Logements sociaux et services pour jeunes en difficulté dans Saint-Roch | 18 novembre 2019 | Article par Suzie Genest

Le poste de la Reine avant son démantèlement en 2017.

Crédit photo: Hydro-Québec

Logements sociaux et services pour jeunes en difficulté dans Saint-Roch

Un projet de logements sociaux assortis de services intégrés pour les jeunes de 16 à 25 ans à risque de désaffiliation sera développé à Saint-Roch ces prochaines années, ont annoncé aujourd’hui la Ville de Québec et le Centre intégré universitaire de santé et de services sociaux (CIUSSS) de la Capitale-Nationale.

La première phase du projet vise à soutenir le développement de l’autonomie résidentielle et l’intégration au marché du travail, à travers des services adaptés aux besoins des jeunes en transition vers la vie adulte. Ce pourra être, par exemple, des jeunes issus des services de la protection de la jeunesse. Le CIUSSS de la Capitale-Nationale identifiera les jeunes clientèles pouvant bénéficier d’un appartement ou d’un studio et déterminera, avec ses partenaires du milieu, les modalités de l’encadrement offert.

Les phases subséquentes « pourraient permettre la construction de logements sociaux pour des familles à revenu modeste », mentionne le communiqué de la Ville de Québec.

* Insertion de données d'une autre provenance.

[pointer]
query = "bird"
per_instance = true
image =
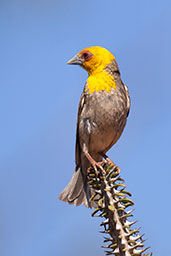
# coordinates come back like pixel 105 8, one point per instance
pixel 102 115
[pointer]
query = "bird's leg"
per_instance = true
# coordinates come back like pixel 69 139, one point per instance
pixel 94 163
pixel 109 160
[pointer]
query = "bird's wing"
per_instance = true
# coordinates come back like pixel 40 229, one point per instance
pixel 77 145
pixel 128 99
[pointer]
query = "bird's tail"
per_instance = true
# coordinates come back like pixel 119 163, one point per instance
pixel 77 191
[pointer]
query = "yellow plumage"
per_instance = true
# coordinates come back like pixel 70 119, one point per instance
pixel 98 79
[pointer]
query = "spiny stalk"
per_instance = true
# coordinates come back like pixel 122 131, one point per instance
pixel 112 201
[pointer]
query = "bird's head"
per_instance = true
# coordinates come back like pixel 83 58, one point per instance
pixel 93 59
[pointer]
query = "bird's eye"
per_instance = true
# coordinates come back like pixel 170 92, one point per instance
pixel 86 55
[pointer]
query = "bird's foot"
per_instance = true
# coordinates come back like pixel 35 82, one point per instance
pixel 95 164
pixel 110 161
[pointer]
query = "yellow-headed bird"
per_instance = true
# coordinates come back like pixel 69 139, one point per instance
pixel 102 113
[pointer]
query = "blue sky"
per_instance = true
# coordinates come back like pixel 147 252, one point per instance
pixel 39 96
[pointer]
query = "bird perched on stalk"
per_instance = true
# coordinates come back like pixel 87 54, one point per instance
pixel 102 113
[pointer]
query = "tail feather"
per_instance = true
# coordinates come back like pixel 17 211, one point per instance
pixel 74 193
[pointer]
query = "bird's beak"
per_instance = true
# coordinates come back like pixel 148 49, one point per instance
pixel 76 60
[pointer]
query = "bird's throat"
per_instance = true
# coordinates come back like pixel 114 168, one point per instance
pixel 100 82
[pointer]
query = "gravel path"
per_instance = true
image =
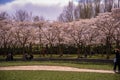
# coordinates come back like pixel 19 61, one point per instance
pixel 53 68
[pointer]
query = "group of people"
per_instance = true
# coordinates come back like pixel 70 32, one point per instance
pixel 117 60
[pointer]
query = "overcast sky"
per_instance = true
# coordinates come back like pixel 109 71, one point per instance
pixel 49 9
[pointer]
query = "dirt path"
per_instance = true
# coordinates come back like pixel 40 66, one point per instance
pixel 53 68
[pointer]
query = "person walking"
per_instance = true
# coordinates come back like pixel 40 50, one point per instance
pixel 117 61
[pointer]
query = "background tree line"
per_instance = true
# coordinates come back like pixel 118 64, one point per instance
pixel 87 9
pixel 23 33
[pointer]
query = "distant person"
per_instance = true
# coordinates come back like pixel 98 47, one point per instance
pixel 9 57
pixel 117 60
pixel 31 57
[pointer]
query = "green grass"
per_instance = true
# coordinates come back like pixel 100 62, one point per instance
pixel 99 66
pixel 55 75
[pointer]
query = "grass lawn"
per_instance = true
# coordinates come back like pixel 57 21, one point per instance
pixel 103 66
pixel 55 75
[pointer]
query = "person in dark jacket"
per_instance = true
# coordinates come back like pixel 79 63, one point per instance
pixel 117 60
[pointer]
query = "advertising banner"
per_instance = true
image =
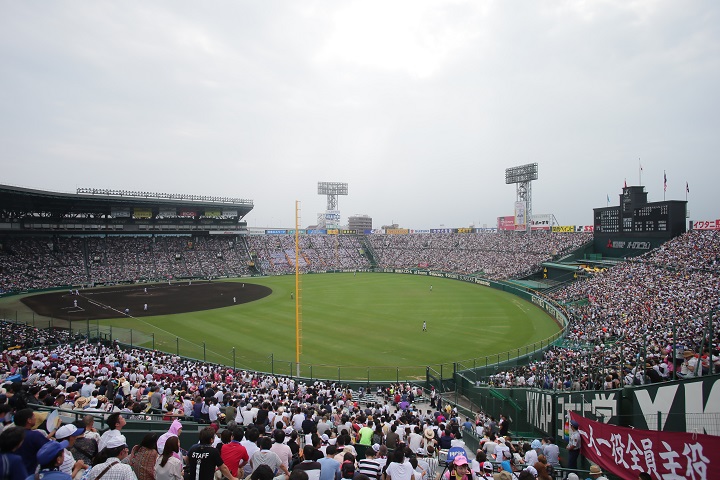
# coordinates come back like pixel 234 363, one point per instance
pixel 142 213
pixel 542 222
pixel 120 212
pixel 626 452
pixel 520 215
pixel 506 223
pixel 332 218
pixel 706 225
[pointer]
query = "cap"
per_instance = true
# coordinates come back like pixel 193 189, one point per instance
pixel 116 441
pixel 460 460
pixel 68 430
pixel 50 451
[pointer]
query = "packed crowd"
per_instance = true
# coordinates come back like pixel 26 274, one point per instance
pixel 498 255
pixel 644 321
pixel 299 423
pixel 35 263
pixel 13 334
pixel 317 252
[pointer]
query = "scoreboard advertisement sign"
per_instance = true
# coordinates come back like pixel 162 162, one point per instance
pixel 706 225
pixel 167 212
pixel 120 212
pixel 541 222
pixel 506 223
pixel 332 219
pixel 520 216
pixel 142 213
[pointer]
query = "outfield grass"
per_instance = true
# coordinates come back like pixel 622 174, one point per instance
pixel 355 326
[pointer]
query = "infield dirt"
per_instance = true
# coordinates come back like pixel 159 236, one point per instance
pixel 161 299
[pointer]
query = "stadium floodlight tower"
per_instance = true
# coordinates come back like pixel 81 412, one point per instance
pixel 522 176
pixel 332 190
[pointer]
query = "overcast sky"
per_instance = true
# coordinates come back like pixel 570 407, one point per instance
pixel 419 106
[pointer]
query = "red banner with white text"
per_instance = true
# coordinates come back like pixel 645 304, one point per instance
pixel 626 452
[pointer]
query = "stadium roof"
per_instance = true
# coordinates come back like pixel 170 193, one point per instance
pixel 18 202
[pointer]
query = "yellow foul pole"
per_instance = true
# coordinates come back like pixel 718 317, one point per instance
pixel 298 322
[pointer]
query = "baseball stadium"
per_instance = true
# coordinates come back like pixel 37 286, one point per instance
pixel 608 329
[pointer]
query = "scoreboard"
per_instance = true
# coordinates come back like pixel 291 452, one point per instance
pixel 635 219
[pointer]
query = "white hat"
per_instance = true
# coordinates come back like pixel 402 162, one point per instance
pixel 116 441
pixel 67 431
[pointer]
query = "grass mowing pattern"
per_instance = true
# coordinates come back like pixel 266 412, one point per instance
pixel 352 322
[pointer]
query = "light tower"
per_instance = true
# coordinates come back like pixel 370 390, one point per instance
pixel 332 190
pixel 522 176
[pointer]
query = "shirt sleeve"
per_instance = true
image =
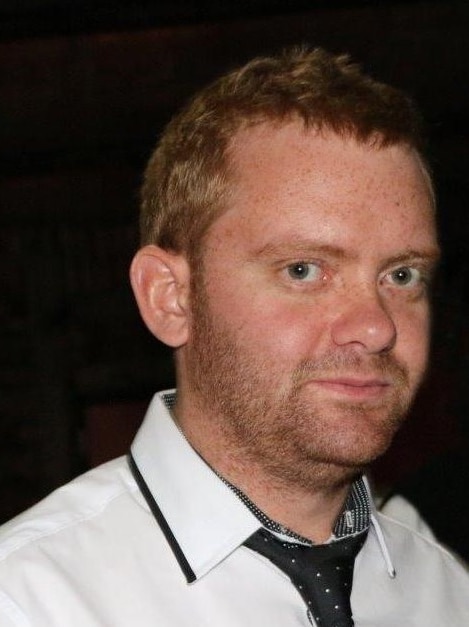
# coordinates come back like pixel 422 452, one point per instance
pixel 10 614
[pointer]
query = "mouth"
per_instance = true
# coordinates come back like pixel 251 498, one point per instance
pixel 354 387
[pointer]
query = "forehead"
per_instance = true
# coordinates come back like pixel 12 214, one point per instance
pixel 286 179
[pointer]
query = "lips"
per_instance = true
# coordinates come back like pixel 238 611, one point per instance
pixel 355 387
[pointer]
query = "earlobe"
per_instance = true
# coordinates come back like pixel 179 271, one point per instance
pixel 160 282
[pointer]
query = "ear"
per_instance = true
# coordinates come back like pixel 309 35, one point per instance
pixel 160 281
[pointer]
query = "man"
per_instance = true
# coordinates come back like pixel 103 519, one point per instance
pixel 288 228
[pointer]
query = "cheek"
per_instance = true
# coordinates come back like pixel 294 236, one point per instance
pixel 413 341
pixel 284 331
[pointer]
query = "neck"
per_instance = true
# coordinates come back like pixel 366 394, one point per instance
pixel 306 500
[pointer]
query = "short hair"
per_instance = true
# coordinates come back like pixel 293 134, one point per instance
pixel 188 173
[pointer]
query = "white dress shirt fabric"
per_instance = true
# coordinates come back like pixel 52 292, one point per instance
pixel 92 554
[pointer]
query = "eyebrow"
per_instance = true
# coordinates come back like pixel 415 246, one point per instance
pixel 299 247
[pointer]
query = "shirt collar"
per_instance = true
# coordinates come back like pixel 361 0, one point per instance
pixel 203 519
pixel 207 520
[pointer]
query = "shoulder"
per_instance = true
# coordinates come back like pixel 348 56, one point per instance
pixel 412 543
pixel 75 504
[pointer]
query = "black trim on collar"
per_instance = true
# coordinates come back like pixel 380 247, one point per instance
pixel 161 520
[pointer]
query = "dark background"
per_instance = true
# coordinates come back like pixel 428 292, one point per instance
pixel 85 88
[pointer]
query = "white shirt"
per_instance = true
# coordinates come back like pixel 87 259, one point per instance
pixel 92 554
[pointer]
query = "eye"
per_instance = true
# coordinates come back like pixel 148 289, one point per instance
pixel 405 277
pixel 304 271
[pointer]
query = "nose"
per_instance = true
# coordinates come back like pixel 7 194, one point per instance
pixel 365 322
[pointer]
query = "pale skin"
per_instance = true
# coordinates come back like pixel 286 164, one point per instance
pixel 311 335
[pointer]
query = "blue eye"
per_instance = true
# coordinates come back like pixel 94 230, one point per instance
pixel 405 276
pixel 304 271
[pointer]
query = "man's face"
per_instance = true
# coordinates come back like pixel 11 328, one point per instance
pixel 311 323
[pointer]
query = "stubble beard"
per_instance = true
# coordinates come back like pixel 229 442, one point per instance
pixel 295 438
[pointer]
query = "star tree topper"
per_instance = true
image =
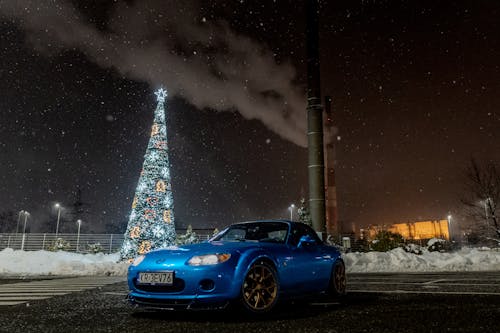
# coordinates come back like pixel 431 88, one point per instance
pixel 161 94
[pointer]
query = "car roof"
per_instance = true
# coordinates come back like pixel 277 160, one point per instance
pixel 268 221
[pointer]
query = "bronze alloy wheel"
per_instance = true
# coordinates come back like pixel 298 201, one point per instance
pixel 260 288
pixel 339 280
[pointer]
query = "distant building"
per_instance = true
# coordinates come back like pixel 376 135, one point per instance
pixel 414 230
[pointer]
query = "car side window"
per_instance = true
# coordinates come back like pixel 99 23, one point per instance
pixel 300 230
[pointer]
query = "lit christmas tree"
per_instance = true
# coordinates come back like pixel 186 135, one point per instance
pixel 151 223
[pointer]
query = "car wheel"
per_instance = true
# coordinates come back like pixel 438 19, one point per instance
pixel 259 291
pixel 338 280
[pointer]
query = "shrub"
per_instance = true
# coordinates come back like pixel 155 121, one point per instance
pixel 437 244
pixel 95 248
pixel 413 248
pixel 386 240
pixel 59 245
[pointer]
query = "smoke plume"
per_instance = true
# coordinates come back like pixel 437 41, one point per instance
pixel 169 43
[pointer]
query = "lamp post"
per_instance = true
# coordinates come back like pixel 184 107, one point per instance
pixel 26 214
pixel 292 206
pixel 58 206
pixel 79 222
pixel 449 226
pixel 18 220
pixel 486 201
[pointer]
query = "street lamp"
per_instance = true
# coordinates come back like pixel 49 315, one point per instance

Le terrain de l’ancien poste d’Hydro-Québec (poste de la Reine) bordé par les rues du Prince-Édouard et de la Reine, que la Ville de Québec a acquis récemment, accueillera le ou les bâtiments à construire pour ce projet. Cette construction pourrait s’ériger « au-dessus du stationnement prévu initialement lors de l’acquisition », selon le communiqué. Le début des travaux est prévu pour 2021, et l’Office municipal d’habitation de Québec (OMHQ) se voit confier le rôle de chargé de projet d’habitation.

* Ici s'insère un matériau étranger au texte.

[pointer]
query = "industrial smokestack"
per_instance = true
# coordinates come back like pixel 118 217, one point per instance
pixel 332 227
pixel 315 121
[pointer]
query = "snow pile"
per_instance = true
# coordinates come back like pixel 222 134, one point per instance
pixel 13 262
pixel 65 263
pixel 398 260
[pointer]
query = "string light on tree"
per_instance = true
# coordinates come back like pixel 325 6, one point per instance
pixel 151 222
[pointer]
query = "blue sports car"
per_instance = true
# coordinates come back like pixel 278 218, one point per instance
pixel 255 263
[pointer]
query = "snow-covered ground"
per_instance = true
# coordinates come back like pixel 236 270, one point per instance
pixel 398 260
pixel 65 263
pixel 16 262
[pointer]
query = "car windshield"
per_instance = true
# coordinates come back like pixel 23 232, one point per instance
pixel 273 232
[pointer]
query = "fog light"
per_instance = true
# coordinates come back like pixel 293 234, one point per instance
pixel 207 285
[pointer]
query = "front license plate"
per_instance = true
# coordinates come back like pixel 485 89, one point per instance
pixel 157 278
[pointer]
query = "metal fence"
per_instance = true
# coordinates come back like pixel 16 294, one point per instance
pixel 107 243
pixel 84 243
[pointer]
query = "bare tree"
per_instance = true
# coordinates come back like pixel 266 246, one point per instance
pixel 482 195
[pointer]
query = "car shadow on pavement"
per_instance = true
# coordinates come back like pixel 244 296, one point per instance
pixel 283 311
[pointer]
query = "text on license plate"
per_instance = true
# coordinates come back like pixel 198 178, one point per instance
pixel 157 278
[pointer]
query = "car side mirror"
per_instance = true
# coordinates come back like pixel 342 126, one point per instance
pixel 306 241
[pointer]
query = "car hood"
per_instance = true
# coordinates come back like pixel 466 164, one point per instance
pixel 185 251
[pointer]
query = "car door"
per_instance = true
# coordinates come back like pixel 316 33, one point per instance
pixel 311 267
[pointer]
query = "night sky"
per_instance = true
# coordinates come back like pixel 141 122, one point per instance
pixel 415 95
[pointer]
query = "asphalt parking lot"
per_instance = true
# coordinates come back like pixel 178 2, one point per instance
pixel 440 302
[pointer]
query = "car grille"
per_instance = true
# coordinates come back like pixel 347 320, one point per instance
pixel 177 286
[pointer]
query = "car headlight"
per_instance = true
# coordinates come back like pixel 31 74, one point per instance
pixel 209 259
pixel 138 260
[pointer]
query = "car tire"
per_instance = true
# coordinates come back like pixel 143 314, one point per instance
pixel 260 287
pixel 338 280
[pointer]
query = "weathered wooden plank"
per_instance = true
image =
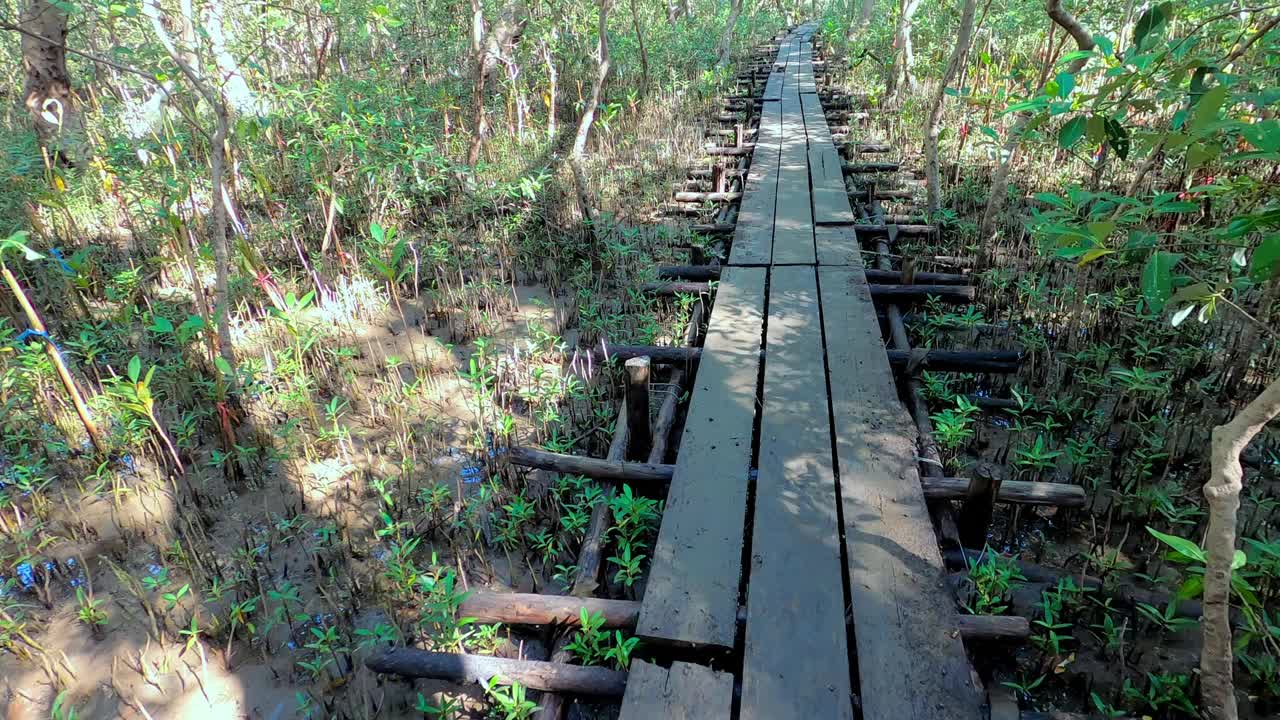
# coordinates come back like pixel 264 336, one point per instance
pixel 645 696
pixel 753 238
pixel 826 171
pixel 691 597
pixel 773 86
pixel 912 662
pixel 792 224
pixel 685 692
pixel 837 245
pixel 795 660
pixel 698 693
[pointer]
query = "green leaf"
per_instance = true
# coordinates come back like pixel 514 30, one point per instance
pixel 1093 254
pixel 1072 132
pixel 1096 130
pixel 223 365
pixel 1264 135
pixel 1050 199
pixel 1192 588
pixel 1118 137
pixel 1157 279
pixel 1102 229
pixel 1201 153
pixel 1182 546
pixel 1266 259
pixel 1151 24
pixel 1065 83
pixel 1207 108
pixel 1074 55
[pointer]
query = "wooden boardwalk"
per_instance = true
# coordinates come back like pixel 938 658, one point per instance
pixel 831 548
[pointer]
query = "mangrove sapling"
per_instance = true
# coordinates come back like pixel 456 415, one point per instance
pixel 992 578
pixel 511 700
pixel 448 709
pixel 136 396
pixel 90 611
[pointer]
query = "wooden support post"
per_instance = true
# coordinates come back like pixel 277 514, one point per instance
pixel 64 376
pixel 556 677
pixel 976 513
pixel 638 408
pixel 593 468
pixel 530 609
pixel 694 272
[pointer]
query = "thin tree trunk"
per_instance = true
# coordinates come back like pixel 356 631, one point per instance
pixel 1223 491
pixel 584 127
pixel 865 12
pixel 488 48
pixel 216 149
pixel 932 173
pixel 234 87
pixel 726 44
pixel 644 54
pixel 552 90
pixel 479 77
pixel 64 376
pixel 900 69
pixel 1009 153
pixel 48 94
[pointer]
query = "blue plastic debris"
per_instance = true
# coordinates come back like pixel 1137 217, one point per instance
pixel 471 473
pixel 26 575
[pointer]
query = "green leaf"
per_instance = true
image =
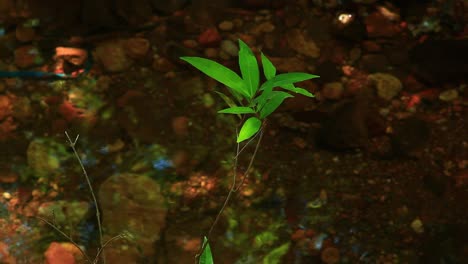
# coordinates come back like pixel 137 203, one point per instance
pixel 274 257
pixel 273 103
pixel 219 72
pixel 206 257
pixel 249 129
pixel 286 79
pixel 237 110
pixel 226 99
pixel 298 90
pixel 249 68
pixel 269 70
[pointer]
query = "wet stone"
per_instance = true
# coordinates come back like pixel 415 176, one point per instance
pixel 387 85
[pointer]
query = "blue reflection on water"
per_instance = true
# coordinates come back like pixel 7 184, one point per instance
pixel 162 164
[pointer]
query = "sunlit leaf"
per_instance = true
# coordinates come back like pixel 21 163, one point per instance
pixel 219 72
pixel 237 110
pixel 206 257
pixel 249 68
pixel 274 257
pixel 273 103
pixel 249 129
pixel 226 99
pixel 269 70
pixel 286 79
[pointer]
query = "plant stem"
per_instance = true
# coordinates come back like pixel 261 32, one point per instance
pixel 98 215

Un soutien aux jeunes qui ont des « départs difficiles »

Reposant sur une collaboration entre la Ville de Québec et le CIUSSS de la Capitale-Nationale, ce projet « fera également appel aux organismes du milieu » pour les services, a précisé le président-directeur général du CIUSSS, Michel Delamarre.

Cuisine et élaboration d’un budget feront partie des ateliers offerts aux jeunes clientèles visées. On prévoit aussi des formations visant l’accès rapide à des emplois dans des secteurs en forte demande de main-d’oeuvre dans la région :  restauration, manutention, travail communautaire, etc. Le projet, qui implique un volet d’évaluation, sera aussi un terrain de recherche scientifique et de développement de connaissances pour le CIUSSS.

Plus de 5 000 jeunes atteignant l’âge de la majorité se retrouvent laissés à eux-mêmes au Québec chaque année, lorsque les services en protection de la jeunesse prennent fin pour eux. De ce nombre, quelque 200 jeunes se trouvent dans la région de la Capitale-Nationale. Maltraitance, abus et négligence sur leur parcours les exposent à souffrir de troubles de l’attachement, de problèmes de santé mentale, de dépendances, d’itinérance et d’exploitation sexuelle. Ils sont aussi susceptibles de vivre décrochage et échecs scolaires.

 « Je l’ai dit souvent au cours des derniers mois, la ville de Québec se porte bien, que ce soit économiquement ou socialement. Nous sommes toutefois conscients que plusieurs citoyens demeurent dans des situations précaires et il est de notre devoir de les aider. […] Certains jeunes ont des départs difficiles dans la vie. Nous devons les soutenir pour qu’ils deviennent des adultes épanouis qui prennent part positivement à notre société », a dit le maire Régis Labeaume.